In his most recent NEJM article on value in health care (2010), Michael Porter expands the definition and measurement of this complex and elusive construct. He considers value as health outcomes relative to costs, or efficiency. Although he comments on outcomes as condition-specific and multidimensional, he does not adequately define effectiveness of delivered care. As is the case throughout the U.S. health care system, the model of value is an attempt to associate cycles of health care and the “outcome measures hierarchy” with an estimate of dollar cost for individual patients. Certainly time is a critical dimension in evaluation of health care value, but scaling this dimension to condition-specific cycles of individual care is itself a costly operation in measuring value. Furthermore, this approach ignores individuals of the population in sustainable good health due to effective preventive health care strategies or other social welfare policies. The individual patient should not be considered in isolation from the relevant population. Rather data on patient outcomes related to value should be aggregated to reflect not only cycles of care for particular conditions of disease or ill-health, but also the presence of sustainable good health.
Porter advocates a market-based vision of health care and deplores the lack of competition among providers based on actual results, but appears very careful to recognize the threat posed by public access to data describing such provider performance. Instead of patient choice of provider based on performance data, he emphasizes evidence based provider innovation and improvement through analysis of their own performance. Health care services markets in the U.S. are substantially weakened by the lack of patient access to provider performance data as well as a professional culture highly protective of provider privacy with respect to such data. Evidence based patient choice in health care services markets would significantly enhance value provided.

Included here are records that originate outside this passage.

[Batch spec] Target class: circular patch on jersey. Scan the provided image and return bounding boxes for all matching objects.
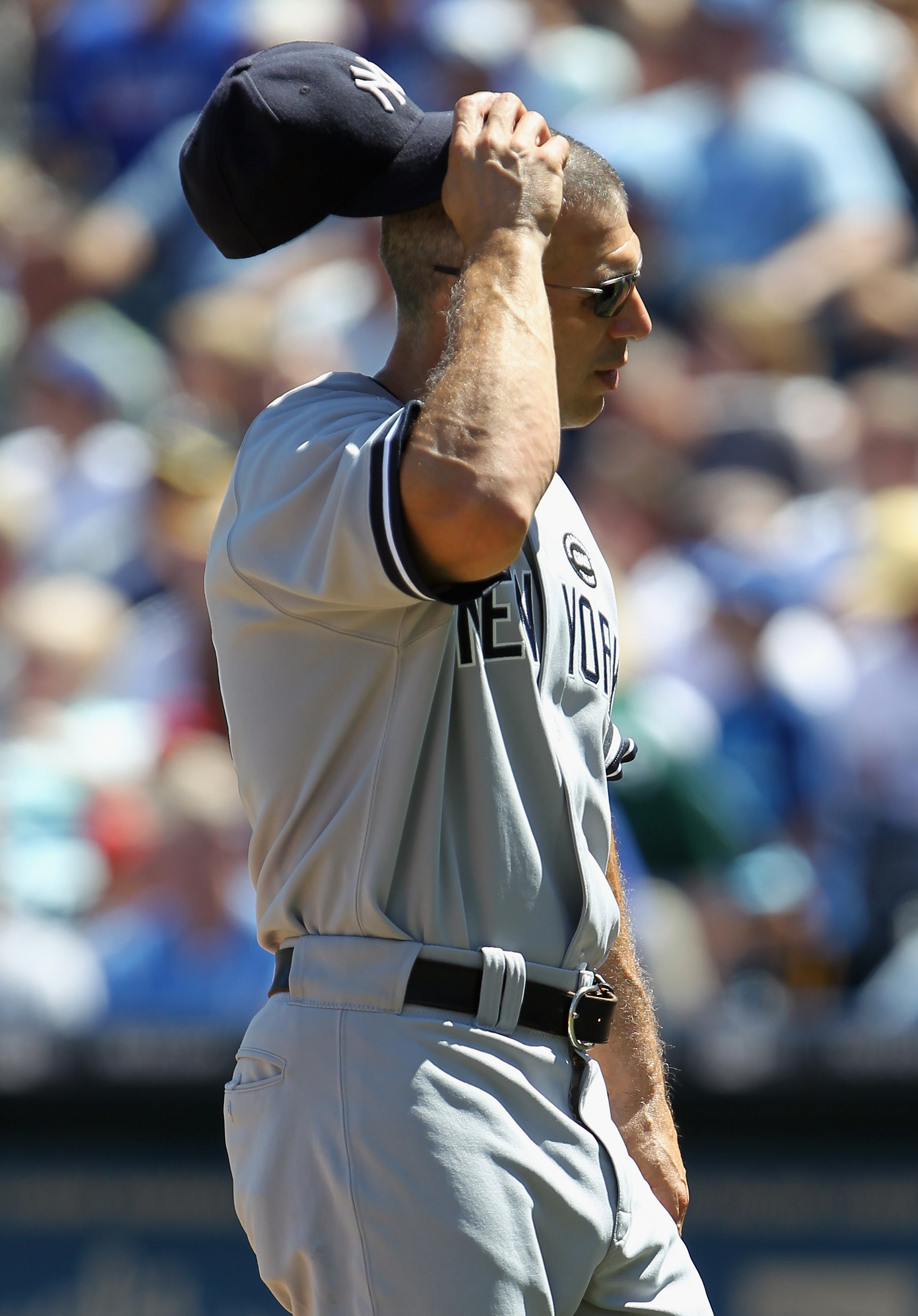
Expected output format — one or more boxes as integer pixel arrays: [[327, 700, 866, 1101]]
[[564, 535, 596, 590]]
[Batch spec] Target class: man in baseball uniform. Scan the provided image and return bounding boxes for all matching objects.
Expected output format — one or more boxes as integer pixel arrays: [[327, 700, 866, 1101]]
[[183, 43, 710, 1316]]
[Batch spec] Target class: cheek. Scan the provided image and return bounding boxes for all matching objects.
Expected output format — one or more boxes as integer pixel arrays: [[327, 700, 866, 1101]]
[[555, 316, 602, 378]]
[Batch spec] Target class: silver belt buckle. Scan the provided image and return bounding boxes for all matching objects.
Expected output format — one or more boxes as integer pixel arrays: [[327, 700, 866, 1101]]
[[567, 974, 609, 1062]]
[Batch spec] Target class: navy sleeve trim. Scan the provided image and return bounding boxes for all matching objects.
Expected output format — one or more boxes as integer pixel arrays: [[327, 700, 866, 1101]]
[[369, 402, 502, 603]]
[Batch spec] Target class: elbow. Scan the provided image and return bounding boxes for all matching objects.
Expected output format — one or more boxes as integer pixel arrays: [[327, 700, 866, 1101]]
[[406, 496, 534, 584]]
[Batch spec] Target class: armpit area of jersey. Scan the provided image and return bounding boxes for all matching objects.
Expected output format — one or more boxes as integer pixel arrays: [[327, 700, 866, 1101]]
[[369, 402, 502, 603]]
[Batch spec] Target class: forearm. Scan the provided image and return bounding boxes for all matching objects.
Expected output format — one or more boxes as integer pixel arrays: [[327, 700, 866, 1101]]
[[593, 841, 665, 1128], [592, 839, 689, 1229], [401, 229, 560, 580]]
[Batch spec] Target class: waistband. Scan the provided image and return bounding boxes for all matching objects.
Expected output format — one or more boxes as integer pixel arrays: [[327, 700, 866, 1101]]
[[268, 934, 594, 1033]]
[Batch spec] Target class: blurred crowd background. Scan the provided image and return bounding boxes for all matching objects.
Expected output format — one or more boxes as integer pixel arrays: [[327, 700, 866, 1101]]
[[0, 0, 918, 1086]]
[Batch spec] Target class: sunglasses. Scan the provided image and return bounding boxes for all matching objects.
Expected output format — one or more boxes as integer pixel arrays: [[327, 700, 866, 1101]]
[[434, 264, 640, 320]]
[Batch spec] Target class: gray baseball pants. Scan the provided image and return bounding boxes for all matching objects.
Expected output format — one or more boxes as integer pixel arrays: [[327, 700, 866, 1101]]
[[225, 937, 710, 1316]]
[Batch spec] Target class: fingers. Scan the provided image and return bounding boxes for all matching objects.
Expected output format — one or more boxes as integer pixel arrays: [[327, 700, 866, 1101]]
[[513, 109, 551, 146], [542, 137, 571, 170], [488, 91, 526, 137], [452, 91, 497, 141]]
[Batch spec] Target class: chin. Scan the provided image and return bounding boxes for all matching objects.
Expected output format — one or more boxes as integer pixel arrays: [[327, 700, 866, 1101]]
[[562, 396, 605, 429]]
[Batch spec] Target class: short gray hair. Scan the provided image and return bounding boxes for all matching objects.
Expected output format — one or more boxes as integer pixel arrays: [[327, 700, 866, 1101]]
[[379, 138, 627, 324]]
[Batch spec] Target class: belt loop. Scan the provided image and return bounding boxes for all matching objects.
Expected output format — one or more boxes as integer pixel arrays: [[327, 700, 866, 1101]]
[[497, 950, 526, 1033], [475, 946, 506, 1028]]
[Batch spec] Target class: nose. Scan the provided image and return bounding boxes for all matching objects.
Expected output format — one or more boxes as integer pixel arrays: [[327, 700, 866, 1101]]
[[607, 286, 654, 341]]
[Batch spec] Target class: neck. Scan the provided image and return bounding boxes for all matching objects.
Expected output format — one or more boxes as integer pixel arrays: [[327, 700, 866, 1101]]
[[375, 316, 446, 403]]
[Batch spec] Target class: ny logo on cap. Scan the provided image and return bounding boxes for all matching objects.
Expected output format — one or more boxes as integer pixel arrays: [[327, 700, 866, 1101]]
[[351, 55, 405, 115]]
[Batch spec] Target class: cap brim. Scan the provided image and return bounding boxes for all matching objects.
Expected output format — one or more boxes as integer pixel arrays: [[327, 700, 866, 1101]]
[[336, 111, 452, 216]]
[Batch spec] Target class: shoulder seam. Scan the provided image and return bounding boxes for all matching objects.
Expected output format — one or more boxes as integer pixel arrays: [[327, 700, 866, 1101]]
[[226, 462, 399, 650]]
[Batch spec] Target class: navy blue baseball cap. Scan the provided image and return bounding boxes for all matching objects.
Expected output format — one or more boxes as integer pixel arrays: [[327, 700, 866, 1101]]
[[180, 41, 452, 258]]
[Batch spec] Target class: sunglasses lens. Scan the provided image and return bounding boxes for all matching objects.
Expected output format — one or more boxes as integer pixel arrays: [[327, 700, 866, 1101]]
[[596, 274, 637, 320]]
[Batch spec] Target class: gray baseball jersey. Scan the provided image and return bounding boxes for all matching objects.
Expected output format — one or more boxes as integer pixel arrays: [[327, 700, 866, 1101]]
[[206, 374, 618, 967]]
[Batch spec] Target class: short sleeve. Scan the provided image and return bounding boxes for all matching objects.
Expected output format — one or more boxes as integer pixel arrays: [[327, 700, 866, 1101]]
[[218, 377, 496, 613]]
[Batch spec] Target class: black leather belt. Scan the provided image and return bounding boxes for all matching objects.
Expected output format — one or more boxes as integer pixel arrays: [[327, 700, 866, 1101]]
[[268, 946, 615, 1046]]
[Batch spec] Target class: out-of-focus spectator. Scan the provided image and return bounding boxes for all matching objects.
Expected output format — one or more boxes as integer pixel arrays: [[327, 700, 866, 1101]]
[[34, 0, 247, 191], [563, 0, 910, 370], [0, 303, 171, 596], [91, 734, 273, 1027]]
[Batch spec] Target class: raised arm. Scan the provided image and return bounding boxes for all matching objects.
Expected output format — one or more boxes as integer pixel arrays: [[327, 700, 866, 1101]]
[[593, 839, 689, 1231], [401, 92, 568, 582]]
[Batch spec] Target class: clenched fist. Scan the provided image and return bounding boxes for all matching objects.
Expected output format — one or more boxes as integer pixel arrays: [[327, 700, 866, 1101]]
[[443, 92, 569, 251]]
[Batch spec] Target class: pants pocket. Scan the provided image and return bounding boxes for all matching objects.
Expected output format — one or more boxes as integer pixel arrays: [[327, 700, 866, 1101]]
[[223, 1046, 287, 1094]]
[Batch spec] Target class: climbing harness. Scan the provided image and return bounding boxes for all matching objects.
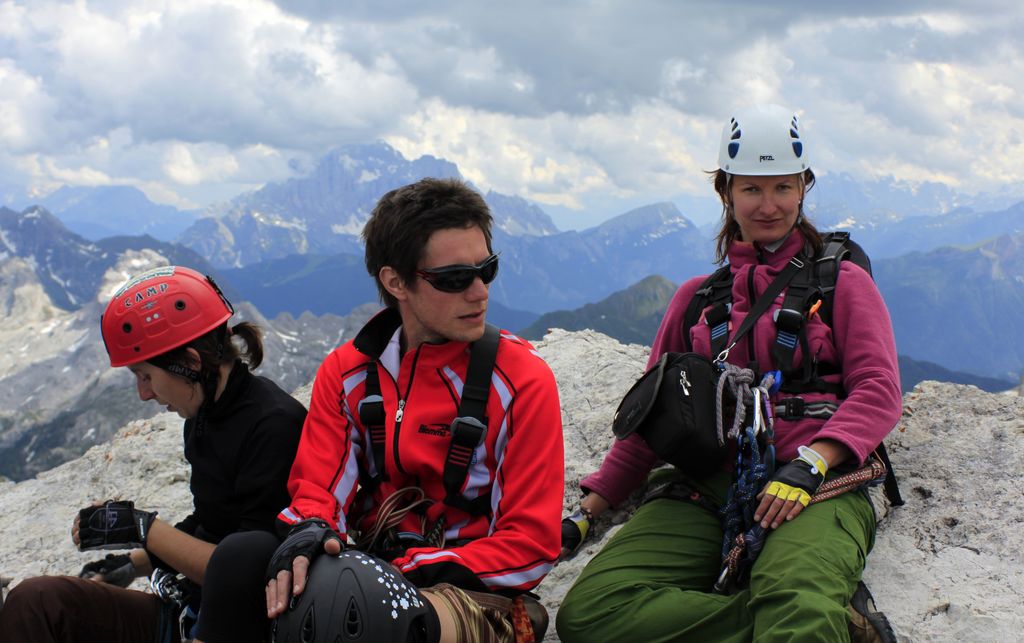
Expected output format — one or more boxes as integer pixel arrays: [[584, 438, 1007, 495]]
[[715, 365, 779, 593], [357, 324, 501, 515]]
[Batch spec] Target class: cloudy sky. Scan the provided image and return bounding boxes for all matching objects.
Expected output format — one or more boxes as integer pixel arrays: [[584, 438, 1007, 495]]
[[0, 0, 1024, 227]]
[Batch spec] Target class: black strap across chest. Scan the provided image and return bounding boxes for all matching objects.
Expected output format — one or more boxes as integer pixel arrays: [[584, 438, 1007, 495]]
[[358, 324, 501, 515]]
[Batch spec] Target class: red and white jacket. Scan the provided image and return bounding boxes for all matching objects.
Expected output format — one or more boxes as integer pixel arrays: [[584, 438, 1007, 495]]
[[279, 309, 563, 593]]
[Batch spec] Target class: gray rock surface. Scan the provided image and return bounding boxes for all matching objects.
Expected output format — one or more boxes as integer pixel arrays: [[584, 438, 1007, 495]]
[[0, 331, 1024, 641]]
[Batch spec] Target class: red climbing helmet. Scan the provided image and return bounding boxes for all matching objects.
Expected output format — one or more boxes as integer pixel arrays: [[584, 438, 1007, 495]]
[[100, 266, 234, 367]]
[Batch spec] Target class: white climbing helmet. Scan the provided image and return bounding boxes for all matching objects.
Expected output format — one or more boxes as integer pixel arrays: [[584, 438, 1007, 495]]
[[718, 104, 810, 176]]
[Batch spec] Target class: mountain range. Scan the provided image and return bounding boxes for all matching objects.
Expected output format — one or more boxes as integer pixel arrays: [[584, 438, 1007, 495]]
[[518, 274, 1018, 393], [0, 143, 1024, 477]]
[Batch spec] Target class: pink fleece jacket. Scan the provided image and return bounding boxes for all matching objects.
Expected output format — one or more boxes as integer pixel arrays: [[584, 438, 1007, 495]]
[[580, 231, 902, 505]]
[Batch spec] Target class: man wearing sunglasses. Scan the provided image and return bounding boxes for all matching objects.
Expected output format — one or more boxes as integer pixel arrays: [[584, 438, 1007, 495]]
[[254, 178, 563, 641]]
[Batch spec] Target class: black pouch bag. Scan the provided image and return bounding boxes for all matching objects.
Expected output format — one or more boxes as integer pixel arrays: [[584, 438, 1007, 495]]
[[611, 352, 735, 478]]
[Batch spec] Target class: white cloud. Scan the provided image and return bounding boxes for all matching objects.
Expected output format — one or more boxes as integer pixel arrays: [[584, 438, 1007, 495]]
[[0, 0, 1024, 218]]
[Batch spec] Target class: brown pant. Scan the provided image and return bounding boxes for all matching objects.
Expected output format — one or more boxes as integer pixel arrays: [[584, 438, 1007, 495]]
[[0, 576, 163, 643]]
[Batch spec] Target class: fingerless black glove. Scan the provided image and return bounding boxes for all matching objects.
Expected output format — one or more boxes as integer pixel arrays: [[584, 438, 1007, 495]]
[[78, 500, 157, 552], [765, 446, 828, 507], [562, 508, 593, 554], [78, 554, 137, 587], [266, 519, 345, 581]]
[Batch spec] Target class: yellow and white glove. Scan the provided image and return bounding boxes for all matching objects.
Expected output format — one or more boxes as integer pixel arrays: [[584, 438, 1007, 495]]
[[765, 446, 828, 507]]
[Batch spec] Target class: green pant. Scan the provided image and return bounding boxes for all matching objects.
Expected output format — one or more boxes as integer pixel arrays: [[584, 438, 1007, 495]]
[[556, 470, 874, 643]]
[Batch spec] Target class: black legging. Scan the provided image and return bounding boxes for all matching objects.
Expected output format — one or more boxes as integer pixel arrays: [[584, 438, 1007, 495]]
[[196, 531, 281, 643]]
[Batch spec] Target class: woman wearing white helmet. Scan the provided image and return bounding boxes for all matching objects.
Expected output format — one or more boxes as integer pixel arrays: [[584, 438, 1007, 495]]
[[557, 105, 901, 642], [0, 266, 306, 643]]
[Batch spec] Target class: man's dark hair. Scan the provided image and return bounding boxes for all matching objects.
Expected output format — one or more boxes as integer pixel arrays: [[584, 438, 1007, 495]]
[[362, 178, 492, 308]]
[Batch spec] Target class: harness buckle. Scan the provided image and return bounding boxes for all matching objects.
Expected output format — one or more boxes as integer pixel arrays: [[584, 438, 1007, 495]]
[[778, 397, 807, 420], [772, 308, 804, 334], [451, 417, 487, 449]]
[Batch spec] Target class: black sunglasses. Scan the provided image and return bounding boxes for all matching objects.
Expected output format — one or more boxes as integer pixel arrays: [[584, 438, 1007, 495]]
[[416, 255, 498, 293]]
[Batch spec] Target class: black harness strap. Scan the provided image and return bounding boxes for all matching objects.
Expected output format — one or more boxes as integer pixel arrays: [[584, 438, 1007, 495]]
[[358, 361, 387, 484], [682, 231, 903, 505], [443, 324, 501, 515], [683, 265, 732, 355]]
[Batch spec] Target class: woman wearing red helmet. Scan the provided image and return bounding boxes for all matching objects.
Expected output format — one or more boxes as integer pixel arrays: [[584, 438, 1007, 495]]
[[0, 266, 306, 643]]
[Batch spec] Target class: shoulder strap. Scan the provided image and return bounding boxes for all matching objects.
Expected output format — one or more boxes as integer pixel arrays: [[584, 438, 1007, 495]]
[[357, 360, 387, 485], [682, 264, 732, 355], [443, 324, 501, 515], [358, 324, 501, 514], [771, 231, 870, 376], [712, 253, 807, 361]]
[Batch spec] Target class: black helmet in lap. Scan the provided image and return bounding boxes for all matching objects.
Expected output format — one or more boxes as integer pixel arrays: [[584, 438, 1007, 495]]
[[271, 551, 437, 643]]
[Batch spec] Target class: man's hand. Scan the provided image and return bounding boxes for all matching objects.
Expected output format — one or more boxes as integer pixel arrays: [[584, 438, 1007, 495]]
[[78, 554, 138, 587], [754, 446, 828, 529], [558, 507, 594, 560], [72, 500, 157, 551], [266, 520, 342, 618]]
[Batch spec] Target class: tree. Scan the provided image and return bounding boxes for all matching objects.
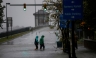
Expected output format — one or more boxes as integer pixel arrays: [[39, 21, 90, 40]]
[[83, 0, 96, 29], [0, 0, 5, 29]]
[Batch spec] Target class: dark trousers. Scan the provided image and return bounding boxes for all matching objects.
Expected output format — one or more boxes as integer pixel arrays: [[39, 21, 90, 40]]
[[40, 44, 45, 50], [35, 44, 38, 49], [75, 42, 78, 49]]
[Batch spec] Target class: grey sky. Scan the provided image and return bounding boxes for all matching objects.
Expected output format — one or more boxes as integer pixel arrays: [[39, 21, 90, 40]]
[[3, 0, 43, 27]]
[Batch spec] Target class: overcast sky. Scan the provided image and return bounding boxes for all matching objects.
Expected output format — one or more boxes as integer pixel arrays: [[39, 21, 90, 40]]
[[2, 0, 43, 27]]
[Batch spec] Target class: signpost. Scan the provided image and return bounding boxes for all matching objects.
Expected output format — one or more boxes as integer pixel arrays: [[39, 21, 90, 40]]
[[63, 0, 83, 20], [63, 0, 83, 58], [60, 14, 72, 28]]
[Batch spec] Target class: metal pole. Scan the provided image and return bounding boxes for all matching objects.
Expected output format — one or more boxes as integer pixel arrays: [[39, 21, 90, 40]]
[[34, 0, 36, 27], [72, 20, 77, 58], [6, 3, 8, 39], [67, 21, 71, 58]]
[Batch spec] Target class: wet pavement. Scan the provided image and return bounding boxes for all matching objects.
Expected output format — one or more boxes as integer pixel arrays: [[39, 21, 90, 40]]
[[0, 27, 96, 58]]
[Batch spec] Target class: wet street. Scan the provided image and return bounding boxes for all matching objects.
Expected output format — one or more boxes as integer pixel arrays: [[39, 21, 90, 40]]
[[0, 27, 96, 58], [0, 27, 68, 58]]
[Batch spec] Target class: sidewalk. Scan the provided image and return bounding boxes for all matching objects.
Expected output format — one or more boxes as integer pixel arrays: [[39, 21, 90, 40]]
[[0, 28, 96, 58]]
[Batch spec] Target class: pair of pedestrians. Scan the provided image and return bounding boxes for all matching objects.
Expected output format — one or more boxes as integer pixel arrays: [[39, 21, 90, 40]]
[[34, 35, 45, 50]]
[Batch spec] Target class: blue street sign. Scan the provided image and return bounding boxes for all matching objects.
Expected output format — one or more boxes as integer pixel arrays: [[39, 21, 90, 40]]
[[59, 14, 71, 28], [63, 0, 83, 20]]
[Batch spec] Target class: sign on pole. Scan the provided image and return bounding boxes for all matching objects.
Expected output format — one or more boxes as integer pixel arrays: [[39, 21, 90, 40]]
[[7, 17, 12, 27], [59, 14, 72, 28], [63, 0, 83, 20]]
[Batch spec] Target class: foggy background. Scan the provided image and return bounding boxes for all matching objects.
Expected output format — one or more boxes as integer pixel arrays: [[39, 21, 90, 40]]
[[2, 0, 43, 28]]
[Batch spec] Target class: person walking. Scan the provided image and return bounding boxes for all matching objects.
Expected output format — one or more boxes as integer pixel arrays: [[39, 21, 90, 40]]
[[34, 36, 38, 50], [74, 34, 78, 49], [40, 35, 45, 50]]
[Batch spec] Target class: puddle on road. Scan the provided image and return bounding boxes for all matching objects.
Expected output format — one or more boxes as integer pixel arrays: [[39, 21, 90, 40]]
[[1, 41, 14, 45]]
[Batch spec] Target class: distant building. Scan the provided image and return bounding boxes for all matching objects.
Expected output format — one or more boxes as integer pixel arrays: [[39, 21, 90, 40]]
[[33, 10, 49, 27]]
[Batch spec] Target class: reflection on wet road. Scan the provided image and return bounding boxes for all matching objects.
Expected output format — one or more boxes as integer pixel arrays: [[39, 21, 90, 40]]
[[3, 27, 56, 45]]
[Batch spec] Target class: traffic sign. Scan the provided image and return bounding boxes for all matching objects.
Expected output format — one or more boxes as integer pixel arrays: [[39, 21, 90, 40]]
[[59, 14, 71, 28], [63, 0, 83, 20]]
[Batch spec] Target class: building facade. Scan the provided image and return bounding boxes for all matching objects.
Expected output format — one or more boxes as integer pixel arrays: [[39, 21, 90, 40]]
[[33, 10, 49, 27]]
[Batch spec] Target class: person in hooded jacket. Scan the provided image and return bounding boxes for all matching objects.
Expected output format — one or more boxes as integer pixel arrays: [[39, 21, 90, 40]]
[[40, 35, 45, 50], [34, 36, 38, 50]]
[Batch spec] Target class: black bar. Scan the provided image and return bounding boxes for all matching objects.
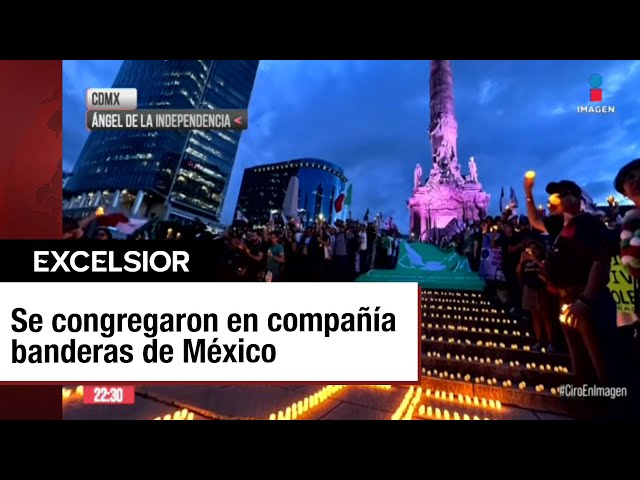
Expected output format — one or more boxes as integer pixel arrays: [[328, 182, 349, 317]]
[[0, 240, 227, 282], [87, 109, 249, 130]]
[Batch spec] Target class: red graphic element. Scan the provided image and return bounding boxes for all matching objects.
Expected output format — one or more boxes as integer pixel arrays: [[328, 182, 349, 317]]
[[335, 193, 344, 213], [0, 60, 62, 420], [97, 213, 129, 227], [83, 385, 136, 405]]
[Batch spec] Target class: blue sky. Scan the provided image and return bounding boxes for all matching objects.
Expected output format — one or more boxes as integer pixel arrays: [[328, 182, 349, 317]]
[[63, 60, 640, 230]]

Health information systems for such data in the U.S. are primarily designed to support billing processes in the pervasive fee-for-service business model. This is the underlying motivation for ever more detailed and multidimensional data collection on the care of individual patients. Relentless focus on the individual renders more difficult the measurement of teamwork contributions to patient care. Thus one of the most important value-creating organizational reforms tends to be obscured in the complexity of rigorous attribution of shared clinical services and reponsibilities to individual care. It should also be emphasized that the use of billing codes for compilation of clinical conditions and treatments results in an unresolved bias in the quality of such data.
Porter's “value equation” does not consider the administrative component of the care cycle,apparently under the assumption that these costs remain invariant across medical conditions. Institutional arrangements designed to improve delivery of value in health care include Federally Qualified Health Centers (FQHCs), Rural Health Clinics (RHCs), Accountable Care Organizations (ACOs), and Patient Centered Medical Homes (PCMHs). They require varying administrative arrangements to incentivize and transact payment schemes for improvement of service quality to specific populations. These arrangements may increase the administrative component of health care costs as well as the complexity of the integrated system. Although difficult to estimate, such costs must be taken into account in the “value equation,” especially in the U.S. health care context.
I mentioned in an earlier commentary on Porter's value framework that the exclusive focus on financial dimensions of care obscures the more elusive ideological, cultural and ethical assumptions underlying the U.S. health care system. In particular, the value framework assumes that individual patients have a sustainable relationship with their care providers, which is obviously not the case. Even if it were feasible to calculate value in the “equation” suggested by Porter, the model would not be applicable in a context where there is such a high rate of patient mobility among providers as well as in and out of various insurance arrangements over relatively short time horizons. The relationship between the patient and his or her providers is probably the most important dimension of value in health care – encompassing values of access, trust, sustainability and continuity. The U.S. corporate health insurance business has designed this relationship out of the system – and thus destroyed the very foundation of health care value-creation.
References
[1] Bohmer RMJ, Lee TH. The Shifting Mission of Health Care Delivery Organizations. N.Engl.J.Med. 2009 August 6;361(6):551-553.
[2] Lee TH. Putting the Value Framework to Work. N.Engl.J.Med. 2010 12/23;363(26):2481-2483.
[3] Porter M. What is Strategy? Harvard Business Review 1996 November/December;74(6):61-78.
[4] Porter ME. A Strategy for Health Care Reform -- Toward a Value-Based System. N.Engl.J.Med. 2009 July 9;361(2):109-112.
[5] Porter ME. What Is Value in Health Care? N.Engl.J.Med. 2010;363(26):2477-2481.
[6] Porter ME, Teisberg EO. How Physicians Can Change the Future of Health Care. JAMA 2007 March 14;297(10):1103-1111.